Drug interaction prediction with PaccMann.



`paccmann_predictor` is a package for drug interaction prediction, with examples of 

anticancer drug sensitivity prediction and drug target affinity prediction. Please see our papers:



- [_Toward explainable anticancer compound sensitivity prediction via multimodal attention-based convolutional encoders_](https://doi.org/10.1021/acs.molpharmaceut.9b00520) (*Molecular Pharmaceutics*, 2019). This is the original paper on IC50 prediction using drug properties and tissue-specific cell line information (gene expression profiles). While the original code was written in `tensorflow` and is available [here](https://github.com/drugilsberg/paccmann), this is the `pytorch` implementation of the best PaccMann architecture (multiscale convolutional encoder).
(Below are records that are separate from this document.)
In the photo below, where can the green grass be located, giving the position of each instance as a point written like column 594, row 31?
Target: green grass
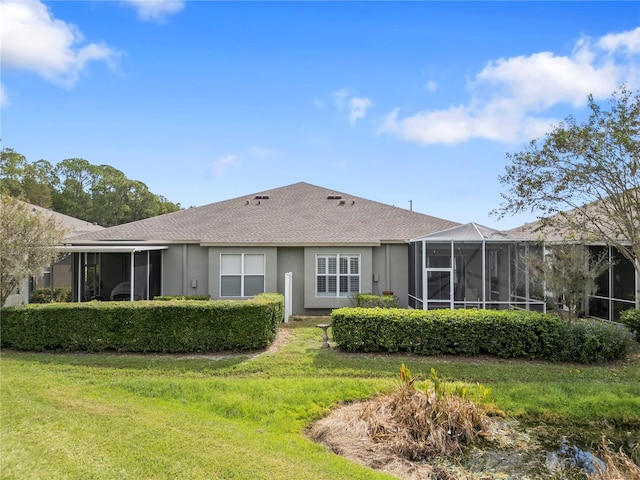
column 81, row 416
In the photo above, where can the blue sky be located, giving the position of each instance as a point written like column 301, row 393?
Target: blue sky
column 395, row 102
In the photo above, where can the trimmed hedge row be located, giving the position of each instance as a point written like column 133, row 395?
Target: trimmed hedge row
column 171, row 298
column 43, row 295
column 631, row 318
column 145, row 326
column 369, row 300
column 501, row 333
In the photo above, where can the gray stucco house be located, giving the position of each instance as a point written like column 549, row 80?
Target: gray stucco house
column 333, row 244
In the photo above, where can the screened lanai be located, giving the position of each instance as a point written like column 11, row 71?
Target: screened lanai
column 122, row 272
column 471, row 266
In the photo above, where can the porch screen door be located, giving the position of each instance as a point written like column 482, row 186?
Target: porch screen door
column 438, row 288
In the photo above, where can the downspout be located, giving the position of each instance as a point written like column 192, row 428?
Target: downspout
column 133, row 271
column 484, row 274
column 79, row 285
column 387, row 268
column 185, row 286
column 423, row 272
column 452, row 277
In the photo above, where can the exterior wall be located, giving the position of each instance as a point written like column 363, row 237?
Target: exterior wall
column 271, row 267
column 292, row 260
column 184, row 270
column 62, row 272
column 366, row 276
column 390, row 269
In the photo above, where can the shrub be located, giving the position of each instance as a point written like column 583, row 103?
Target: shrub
column 631, row 318
column 44, row 295
column 169, row 298
column 145, row 326
column 501, row 333
column 369, row 300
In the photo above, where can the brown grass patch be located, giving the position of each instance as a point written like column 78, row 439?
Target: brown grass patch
column 398, row 432
column 619, row 466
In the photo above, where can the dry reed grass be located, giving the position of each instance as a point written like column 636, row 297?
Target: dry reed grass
column 619, row 466
column 393, row 432
column 420, row 424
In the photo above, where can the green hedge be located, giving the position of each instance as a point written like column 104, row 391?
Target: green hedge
column 145, row 326
column 501, row 333
column 171, row 298
column 43, row 295
column 631, row 318
column 369, row 300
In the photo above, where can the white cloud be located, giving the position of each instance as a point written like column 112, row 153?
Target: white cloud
column 156, row 10
column 33, row 40
column 340, row 98
column 223, row 163
column 510, row 95
column 627, row 42
column 262, row 152
column 358, row 108
column 431, row 86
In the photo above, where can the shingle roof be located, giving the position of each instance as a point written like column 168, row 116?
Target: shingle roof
column 297, row 214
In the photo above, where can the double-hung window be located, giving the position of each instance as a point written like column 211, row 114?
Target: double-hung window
column 241, row 274
column 337, row 275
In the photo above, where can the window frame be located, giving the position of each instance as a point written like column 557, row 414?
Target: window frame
column 338, row 277
column 243, row 274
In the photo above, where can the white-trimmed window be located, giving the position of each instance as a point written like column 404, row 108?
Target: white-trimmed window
column 241, row 274
column 337, row 275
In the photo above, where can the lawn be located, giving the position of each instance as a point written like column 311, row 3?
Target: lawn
column 83, row 416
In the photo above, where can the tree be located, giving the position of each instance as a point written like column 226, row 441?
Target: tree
column 27, row 241
column 570, row 271
column 584, row 178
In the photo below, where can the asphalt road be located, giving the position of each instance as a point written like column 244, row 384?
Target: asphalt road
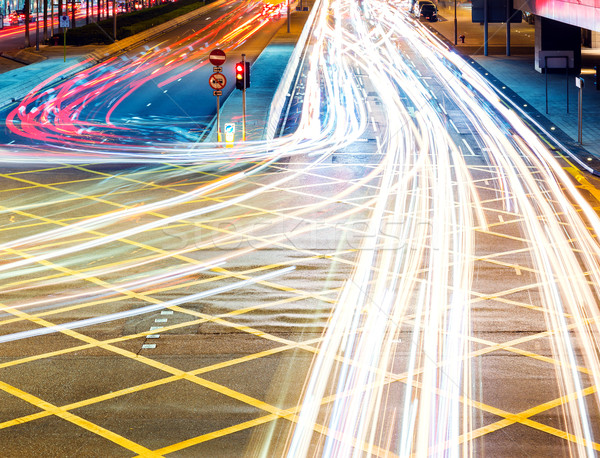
column 156, row 94
column 411, row 272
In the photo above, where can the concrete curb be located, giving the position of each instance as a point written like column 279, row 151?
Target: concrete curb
column 540, row 124
column 51, row 70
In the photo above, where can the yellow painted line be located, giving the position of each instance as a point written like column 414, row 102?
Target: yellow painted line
column 217, row 434
column 76, row 420
column 558, row 433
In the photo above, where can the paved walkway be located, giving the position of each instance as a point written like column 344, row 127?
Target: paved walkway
column 518, row 75
column 266, row 73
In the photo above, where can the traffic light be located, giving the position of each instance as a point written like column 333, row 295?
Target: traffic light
column 242, row 73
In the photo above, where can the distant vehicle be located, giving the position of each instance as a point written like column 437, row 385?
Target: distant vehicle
column 17, row 17
column 428, row 10
column 273, row 9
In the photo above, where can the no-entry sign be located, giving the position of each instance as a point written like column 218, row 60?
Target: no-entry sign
column 217, row 81
column 217, row 57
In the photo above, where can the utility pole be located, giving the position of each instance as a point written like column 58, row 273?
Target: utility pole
column 244, row 99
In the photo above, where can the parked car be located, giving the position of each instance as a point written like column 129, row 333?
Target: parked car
column 16, row 17
column 428, row 10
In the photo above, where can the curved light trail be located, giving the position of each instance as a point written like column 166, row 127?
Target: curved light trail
column 415, row 268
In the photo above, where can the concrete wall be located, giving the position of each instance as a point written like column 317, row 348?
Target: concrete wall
column 580, row 13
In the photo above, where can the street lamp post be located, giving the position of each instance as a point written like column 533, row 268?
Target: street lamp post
column 114, row 20
column 37, row 25
column 455, row 26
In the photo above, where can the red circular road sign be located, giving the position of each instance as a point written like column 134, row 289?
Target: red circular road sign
column 217, row 81
column 217, row 57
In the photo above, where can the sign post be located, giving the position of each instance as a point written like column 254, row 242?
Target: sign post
column 579, row 82
column 229, row 134
column 63, row 22
column 217, row 81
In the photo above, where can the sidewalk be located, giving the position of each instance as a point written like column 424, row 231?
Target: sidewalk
column 517, row 73
column 266, row 73
column 18, row 80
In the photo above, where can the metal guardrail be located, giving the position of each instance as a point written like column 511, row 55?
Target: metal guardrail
column 14, row 92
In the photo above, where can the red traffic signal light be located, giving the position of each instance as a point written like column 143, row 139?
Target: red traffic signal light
column 242, row 75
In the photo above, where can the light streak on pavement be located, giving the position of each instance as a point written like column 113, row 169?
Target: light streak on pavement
column 370, row 390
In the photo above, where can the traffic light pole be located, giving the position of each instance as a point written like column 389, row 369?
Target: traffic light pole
column 244, row 100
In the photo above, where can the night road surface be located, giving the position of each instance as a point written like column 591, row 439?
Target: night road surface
column 157, row 93
column 412, row 272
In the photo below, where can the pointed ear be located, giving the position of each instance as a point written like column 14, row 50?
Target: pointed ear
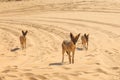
column 26, row 32
column 22, row 32
column 71, row 36
column 77, row 37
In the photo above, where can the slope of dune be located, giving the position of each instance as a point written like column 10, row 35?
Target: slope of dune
column 49, row 22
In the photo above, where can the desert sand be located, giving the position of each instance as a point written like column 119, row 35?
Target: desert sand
column 49, row 22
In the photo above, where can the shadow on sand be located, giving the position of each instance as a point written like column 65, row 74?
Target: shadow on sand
column 14, row 49
column 55, row 64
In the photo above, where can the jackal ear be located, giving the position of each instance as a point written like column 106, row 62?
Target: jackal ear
column 88, row 35
column 77, row 37
column 22, row 32
column 71, row 36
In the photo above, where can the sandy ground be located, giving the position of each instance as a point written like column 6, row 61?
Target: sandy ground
column 49, row 22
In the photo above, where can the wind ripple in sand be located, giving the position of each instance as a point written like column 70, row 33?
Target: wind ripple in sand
column 42, row 57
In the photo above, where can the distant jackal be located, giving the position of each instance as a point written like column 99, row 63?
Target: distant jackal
column 23, row 39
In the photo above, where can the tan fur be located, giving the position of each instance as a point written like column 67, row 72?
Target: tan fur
column 23, row 40
column 85, row 39
column 69, row 46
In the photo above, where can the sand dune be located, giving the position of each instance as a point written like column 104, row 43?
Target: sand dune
column 48, row 24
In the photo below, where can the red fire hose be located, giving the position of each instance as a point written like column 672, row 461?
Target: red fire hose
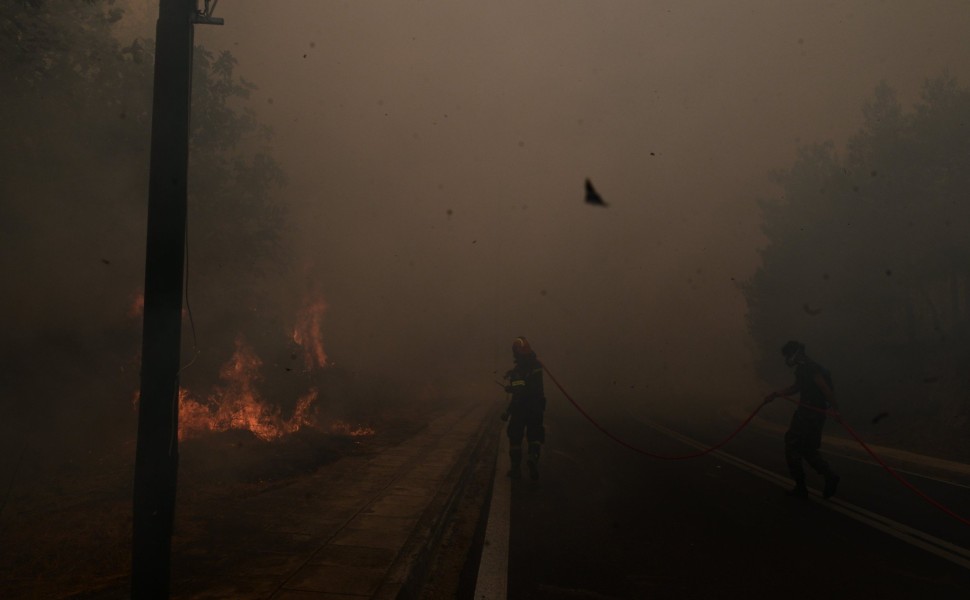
column 837, row 417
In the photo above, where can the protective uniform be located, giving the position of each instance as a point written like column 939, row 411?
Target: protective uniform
column 804, row 435
column 526, row 408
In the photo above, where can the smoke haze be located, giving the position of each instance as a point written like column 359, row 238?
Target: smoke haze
column 436, row 153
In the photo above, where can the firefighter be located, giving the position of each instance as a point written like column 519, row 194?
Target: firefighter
column 813, row 383
column 526, row 406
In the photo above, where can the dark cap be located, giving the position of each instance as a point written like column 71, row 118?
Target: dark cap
column 792, row 347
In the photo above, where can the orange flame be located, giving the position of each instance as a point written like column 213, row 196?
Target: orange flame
column 308, row 333
column 237, row 405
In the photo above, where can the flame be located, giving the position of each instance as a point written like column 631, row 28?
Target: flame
column 308, row 334
column 237, row 405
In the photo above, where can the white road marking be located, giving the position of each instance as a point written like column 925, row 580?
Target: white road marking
column 942, row 548
column 493, row 571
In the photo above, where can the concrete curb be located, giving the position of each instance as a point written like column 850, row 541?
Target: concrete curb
column 412, row 567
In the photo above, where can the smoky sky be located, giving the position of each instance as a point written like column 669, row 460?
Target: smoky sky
column 436, row 154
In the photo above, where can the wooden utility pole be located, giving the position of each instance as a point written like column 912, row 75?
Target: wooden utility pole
column 156, row 459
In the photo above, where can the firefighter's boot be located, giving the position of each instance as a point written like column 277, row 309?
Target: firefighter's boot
column 532, row 461
column 799, row 491
column 515, row 457
column 831, row 484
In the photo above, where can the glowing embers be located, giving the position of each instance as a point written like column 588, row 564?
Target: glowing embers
column 236, row 404
column 308, row 333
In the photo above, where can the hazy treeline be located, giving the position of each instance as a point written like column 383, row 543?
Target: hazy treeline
column 74, row 162
column 868, row 255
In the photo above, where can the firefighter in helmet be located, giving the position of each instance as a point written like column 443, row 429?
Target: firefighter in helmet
column 813, row 384
column 526, row 406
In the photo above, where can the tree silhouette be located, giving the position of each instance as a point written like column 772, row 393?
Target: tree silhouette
column 868, row 257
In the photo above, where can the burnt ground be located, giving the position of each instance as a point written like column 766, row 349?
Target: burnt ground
column 65, row 526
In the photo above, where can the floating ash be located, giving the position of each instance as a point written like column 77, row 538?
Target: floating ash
column 346, row 429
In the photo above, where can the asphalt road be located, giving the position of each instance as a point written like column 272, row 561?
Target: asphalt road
column 606, row 522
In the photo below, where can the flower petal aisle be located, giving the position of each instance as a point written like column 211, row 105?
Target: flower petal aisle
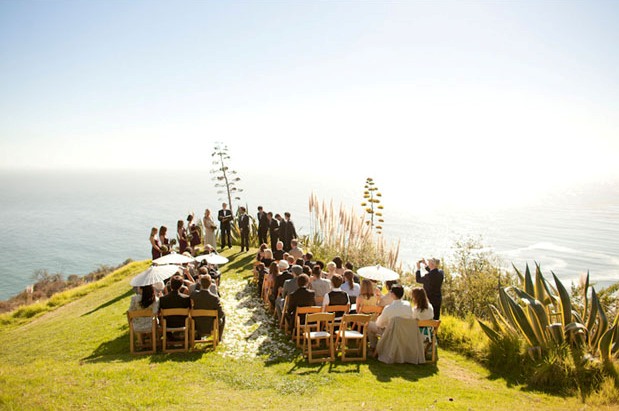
column 251, row 332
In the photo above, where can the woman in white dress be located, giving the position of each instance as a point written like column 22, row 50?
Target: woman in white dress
column 209, row 229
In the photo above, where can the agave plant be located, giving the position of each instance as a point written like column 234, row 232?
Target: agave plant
column 544, row 317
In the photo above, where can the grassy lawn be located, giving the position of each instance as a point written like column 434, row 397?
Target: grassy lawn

**PaccMann for affinity prediction:**

- [Data-driven molecular design for discovery and synthesis of novel ligands: a case study on SARS-CoV-2](https://iopscience.iop.org/article/10.1088/2632-2153/abe808) (_Machine Learning: Science and Technology_, 2021). In there, we propose a slightly modified version to predict drug-target binding affinities based on protein sequences and SMILES



![Graphical abstract](https://github.com/PaccMann/paccmann_predictor/blob/master/assets/paccmann.png "Graphical abstract")



## Installation

The library itself has few dependencies (see [setup.py](setup.py)) with loose requirements. 

First, set up the environment as follows:

```sh

conda env create -f examples/IC50/conda.yml

conda activate paccmann_predictor

pip install -e .

```



## Evaluate pretrained drug sensitivty model on your own data

First, please consider using our public [PaccMann webservice](https://ibm.biz/paccmann-aas) as described in the [NAR paper](https://academic.oup.com/nar/article/48/W1/W502/5836770).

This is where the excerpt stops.